The passing of the bill could be a step towards achieving the goal of social cohesion. Make it within reach. There are often delays in the passing of bills in Swaziland because of the bicameral nature of the legislative body.
“Swazi custom doesn’t allow any unbecoming conduct,” famous words of the late Traditional Prime Minister, Jim Gama. With this is mind does remedial action offer the victim anything tangible? The more contentious issue again becomes interpretation of many practices we respectfully call “custom”.
Customary practices are often up for interpretation. Speak culture and tradition with an elder an it’s apparent that the custom of kushela or courtship has been misinterpreted or misrepresented as stalking. “When asking a lady out you take your time and allow her to turn you down. It is part of the process. She will not say yes on the first day. One should sing praises for the woman and continuously express how one feel,” my grandmother has said. “It’s courage and enthusiasm. A true man always respects and pays due diligence to the space and privacy of the woman.”
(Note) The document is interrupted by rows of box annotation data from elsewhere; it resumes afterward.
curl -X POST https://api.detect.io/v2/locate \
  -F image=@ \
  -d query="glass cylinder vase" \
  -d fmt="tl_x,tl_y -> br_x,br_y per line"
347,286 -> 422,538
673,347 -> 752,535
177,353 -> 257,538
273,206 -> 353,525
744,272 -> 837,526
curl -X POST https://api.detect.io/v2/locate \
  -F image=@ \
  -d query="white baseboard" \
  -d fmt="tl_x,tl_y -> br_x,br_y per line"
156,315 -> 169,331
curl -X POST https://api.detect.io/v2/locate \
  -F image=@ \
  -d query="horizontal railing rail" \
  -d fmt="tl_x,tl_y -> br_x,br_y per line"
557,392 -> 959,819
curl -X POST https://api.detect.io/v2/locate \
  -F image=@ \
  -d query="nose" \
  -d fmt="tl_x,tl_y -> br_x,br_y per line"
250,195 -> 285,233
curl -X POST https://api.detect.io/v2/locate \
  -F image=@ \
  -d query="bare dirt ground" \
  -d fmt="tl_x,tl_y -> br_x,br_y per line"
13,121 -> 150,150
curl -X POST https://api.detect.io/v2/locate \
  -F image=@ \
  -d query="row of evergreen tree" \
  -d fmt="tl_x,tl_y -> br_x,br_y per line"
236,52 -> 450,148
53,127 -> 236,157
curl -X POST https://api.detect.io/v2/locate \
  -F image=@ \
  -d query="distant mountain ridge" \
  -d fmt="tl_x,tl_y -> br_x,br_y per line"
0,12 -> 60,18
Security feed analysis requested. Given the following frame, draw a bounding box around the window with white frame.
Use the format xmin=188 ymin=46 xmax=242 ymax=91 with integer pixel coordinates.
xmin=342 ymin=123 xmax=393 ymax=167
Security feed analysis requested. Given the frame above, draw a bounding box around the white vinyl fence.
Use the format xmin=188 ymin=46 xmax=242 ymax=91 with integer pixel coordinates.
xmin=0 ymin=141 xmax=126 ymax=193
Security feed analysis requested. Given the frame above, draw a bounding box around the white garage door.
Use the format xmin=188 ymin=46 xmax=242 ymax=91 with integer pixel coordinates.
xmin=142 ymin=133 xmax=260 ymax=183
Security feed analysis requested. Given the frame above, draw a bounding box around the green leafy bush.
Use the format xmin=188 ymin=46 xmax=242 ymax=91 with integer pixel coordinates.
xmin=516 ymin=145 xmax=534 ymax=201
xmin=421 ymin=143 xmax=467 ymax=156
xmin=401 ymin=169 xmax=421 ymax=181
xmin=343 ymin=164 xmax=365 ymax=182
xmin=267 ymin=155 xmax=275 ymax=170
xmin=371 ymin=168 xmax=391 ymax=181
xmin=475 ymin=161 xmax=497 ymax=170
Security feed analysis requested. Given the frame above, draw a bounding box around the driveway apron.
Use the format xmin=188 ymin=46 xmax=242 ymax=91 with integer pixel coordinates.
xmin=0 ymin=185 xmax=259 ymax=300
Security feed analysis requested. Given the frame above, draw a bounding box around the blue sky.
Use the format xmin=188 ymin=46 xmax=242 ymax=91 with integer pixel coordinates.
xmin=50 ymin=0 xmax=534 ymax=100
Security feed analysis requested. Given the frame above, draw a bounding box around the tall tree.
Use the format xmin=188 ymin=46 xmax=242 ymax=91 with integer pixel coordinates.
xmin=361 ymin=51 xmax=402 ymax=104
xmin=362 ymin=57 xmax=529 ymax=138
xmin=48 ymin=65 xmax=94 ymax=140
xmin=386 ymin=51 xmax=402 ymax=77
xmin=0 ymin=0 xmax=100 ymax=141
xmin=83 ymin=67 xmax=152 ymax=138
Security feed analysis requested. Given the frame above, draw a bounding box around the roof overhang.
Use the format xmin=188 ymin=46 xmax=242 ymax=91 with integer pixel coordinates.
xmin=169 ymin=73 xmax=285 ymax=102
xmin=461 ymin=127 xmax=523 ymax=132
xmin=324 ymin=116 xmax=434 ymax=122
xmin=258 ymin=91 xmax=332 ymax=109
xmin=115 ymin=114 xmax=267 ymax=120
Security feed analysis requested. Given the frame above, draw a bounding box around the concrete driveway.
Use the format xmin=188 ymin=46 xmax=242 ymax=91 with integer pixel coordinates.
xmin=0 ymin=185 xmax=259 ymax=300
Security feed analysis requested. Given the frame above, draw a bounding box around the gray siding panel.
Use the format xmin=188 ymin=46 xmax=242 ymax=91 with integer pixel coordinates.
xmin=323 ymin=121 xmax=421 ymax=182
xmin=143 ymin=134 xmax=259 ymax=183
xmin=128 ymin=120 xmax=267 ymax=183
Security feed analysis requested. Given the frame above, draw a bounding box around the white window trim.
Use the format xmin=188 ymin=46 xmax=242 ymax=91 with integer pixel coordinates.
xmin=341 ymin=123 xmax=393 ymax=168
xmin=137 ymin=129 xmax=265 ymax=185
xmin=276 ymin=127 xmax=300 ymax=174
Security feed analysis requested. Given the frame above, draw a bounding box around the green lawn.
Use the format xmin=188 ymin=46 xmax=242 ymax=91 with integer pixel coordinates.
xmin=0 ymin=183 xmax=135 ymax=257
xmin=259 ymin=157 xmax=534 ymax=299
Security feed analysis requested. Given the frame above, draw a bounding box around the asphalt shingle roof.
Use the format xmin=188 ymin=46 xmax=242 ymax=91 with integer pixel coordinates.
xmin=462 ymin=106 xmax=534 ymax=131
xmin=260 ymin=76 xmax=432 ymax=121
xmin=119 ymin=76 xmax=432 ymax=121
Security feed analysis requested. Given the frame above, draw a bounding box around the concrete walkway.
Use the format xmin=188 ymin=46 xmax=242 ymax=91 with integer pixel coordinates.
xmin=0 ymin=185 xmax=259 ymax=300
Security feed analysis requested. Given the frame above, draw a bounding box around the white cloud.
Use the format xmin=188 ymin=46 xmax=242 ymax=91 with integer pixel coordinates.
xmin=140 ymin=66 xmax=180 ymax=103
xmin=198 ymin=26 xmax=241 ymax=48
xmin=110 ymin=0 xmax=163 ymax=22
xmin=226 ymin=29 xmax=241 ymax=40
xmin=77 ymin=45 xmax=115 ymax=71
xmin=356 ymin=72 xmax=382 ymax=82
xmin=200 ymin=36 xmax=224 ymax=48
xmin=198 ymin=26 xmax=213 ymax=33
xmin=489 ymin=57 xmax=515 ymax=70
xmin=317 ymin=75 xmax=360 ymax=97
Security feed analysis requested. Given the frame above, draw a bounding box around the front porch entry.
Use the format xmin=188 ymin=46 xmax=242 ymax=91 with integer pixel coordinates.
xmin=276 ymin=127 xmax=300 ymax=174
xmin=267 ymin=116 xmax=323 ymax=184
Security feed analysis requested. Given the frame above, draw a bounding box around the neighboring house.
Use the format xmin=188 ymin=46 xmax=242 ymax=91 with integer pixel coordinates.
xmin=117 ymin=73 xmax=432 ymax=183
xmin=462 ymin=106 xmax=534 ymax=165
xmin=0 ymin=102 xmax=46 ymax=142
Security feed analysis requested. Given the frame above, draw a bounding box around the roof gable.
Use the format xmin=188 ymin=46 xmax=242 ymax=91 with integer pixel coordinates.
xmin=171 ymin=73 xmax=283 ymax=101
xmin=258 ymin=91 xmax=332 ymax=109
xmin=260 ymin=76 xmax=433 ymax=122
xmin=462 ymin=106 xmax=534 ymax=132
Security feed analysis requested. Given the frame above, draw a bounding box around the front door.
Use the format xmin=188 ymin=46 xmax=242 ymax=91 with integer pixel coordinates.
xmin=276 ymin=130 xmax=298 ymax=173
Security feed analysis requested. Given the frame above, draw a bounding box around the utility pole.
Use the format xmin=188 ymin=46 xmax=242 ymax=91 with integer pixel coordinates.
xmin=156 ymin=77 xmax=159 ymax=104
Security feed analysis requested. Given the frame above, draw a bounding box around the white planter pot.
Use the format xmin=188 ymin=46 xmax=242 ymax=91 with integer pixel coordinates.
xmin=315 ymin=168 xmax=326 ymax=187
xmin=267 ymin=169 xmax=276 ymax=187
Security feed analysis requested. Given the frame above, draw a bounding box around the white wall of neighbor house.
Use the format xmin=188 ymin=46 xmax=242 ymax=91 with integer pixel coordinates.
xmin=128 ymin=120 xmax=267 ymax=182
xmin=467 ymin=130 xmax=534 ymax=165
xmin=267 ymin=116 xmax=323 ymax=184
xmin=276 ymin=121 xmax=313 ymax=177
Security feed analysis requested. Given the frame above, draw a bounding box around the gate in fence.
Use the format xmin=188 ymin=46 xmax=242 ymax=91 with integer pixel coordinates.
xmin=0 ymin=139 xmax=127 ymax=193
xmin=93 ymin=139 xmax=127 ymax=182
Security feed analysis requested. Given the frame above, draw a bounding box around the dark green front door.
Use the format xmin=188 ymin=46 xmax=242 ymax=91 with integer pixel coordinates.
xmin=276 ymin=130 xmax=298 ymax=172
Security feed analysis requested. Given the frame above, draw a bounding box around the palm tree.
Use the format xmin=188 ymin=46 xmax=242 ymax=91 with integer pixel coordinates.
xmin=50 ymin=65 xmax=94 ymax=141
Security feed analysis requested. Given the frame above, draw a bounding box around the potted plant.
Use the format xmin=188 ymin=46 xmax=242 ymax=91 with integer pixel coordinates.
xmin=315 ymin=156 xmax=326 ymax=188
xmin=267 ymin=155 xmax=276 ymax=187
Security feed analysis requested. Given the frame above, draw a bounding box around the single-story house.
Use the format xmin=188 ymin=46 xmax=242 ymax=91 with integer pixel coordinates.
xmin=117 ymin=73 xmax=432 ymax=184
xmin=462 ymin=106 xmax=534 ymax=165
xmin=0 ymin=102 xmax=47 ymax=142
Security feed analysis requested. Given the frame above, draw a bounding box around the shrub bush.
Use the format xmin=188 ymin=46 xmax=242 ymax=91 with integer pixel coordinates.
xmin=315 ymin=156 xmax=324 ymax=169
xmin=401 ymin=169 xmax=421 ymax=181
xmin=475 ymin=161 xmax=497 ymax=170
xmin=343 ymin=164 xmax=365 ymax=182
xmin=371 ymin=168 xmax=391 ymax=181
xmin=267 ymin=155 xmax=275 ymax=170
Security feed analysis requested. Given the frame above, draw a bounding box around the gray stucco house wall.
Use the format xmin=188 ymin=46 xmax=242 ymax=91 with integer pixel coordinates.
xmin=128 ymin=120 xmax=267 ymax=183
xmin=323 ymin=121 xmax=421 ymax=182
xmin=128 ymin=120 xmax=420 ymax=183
There are many stories, verified by testimonies of abuse at the hands of men who have cried “culture” when called to order. When I asked her about the common stories of peeping through bathroom windows and following women to the river when they go for a bath, she frowned and asked: “What culture are you talking about? Swazi custom doesn’t allow any unbecoming conduct.”
Swazi culture, all cultures are malleable. As long as the no harm is caused under its guise the bill should act not as a threat to it but an enhancement.